Like many social networks, Pinterest loads the next trigger during the Investment Phase of the hook. For many of the site’s 50 million monthly users, the online pinboard replaced the habit of browsing fashion-focused websites — and before the web, flipping through magazines and dog-earing favorite pages. [cxii]
The internal trigger for users is often boredom, for which the site offers a quick cure. Once registered, the only action required of users is to start scrolling as Pinterest showcases a wealth of variable rewards. First, because Pinterest is a socially-curated collection of interesting items, the site displays a powerful intermittent reward surrounding the hunt for objects of desire, even if they are only images. The site also provides a means of communicating with friends and people who share similar tastes. The Rewards of the Tribe come from the variability of posting images as a communication medium. A user might be curious to know what a friend has pinned not only because of the image itself, but because of her relationship with the pinner.

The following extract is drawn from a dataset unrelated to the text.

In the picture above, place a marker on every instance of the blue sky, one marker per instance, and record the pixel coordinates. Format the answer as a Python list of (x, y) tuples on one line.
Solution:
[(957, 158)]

Finally, Pinterest users invest in the site every time they pin an image of their own, re-pin someone else’s image, comment on, or like a piece of content on the site (figure 36). Each of these tiny investments gives Pinterest data it can use to tailor the site to each user’s individual taste, it also loads the next trigger. Each pin, re-pin, like, or comment gives Pinterest tacit permission to reach back out to the user with a notification when someone else contributes to the thread, triggering the desire to visit the site again to learn more.
Figure 36
***
Pinterest clearly demonstrates the four stages of the Hook Model. It is a seamless flow, from the itch of the internal trigger that moves users to the intended action, through the variable reward, and finally to the investment, which also loads the next external trigger. Pinterest users move through the Hook cycle from beginning to end, and then happily return to the starting point for another go ‘round.
In this chapter, we have learned how an investment in the product serves as the string that pulls the user back. To do this, the habit-forming technology increases the value of the product with each pass through the Hook. Through successive cycles of the Hook Model, users increase their affinity for the experience. They increasingly come to rely on the product as the solution to their problems until finally, the new habit — and routine — is formed.
The more users invest in a product through tiny bits of work, the more valuable the product becomes in their lives and the less they question its use. Of course, users do not stay hooked forever. Invariably, the next big thing will come along and provide a better, more compelling hook. However, by creating habits fueled by investments in a product or service, companies make switching to a competitor difficult. User habits are hard to break and confer powerful competitive advantages to any company fortunate enough to successfully create them.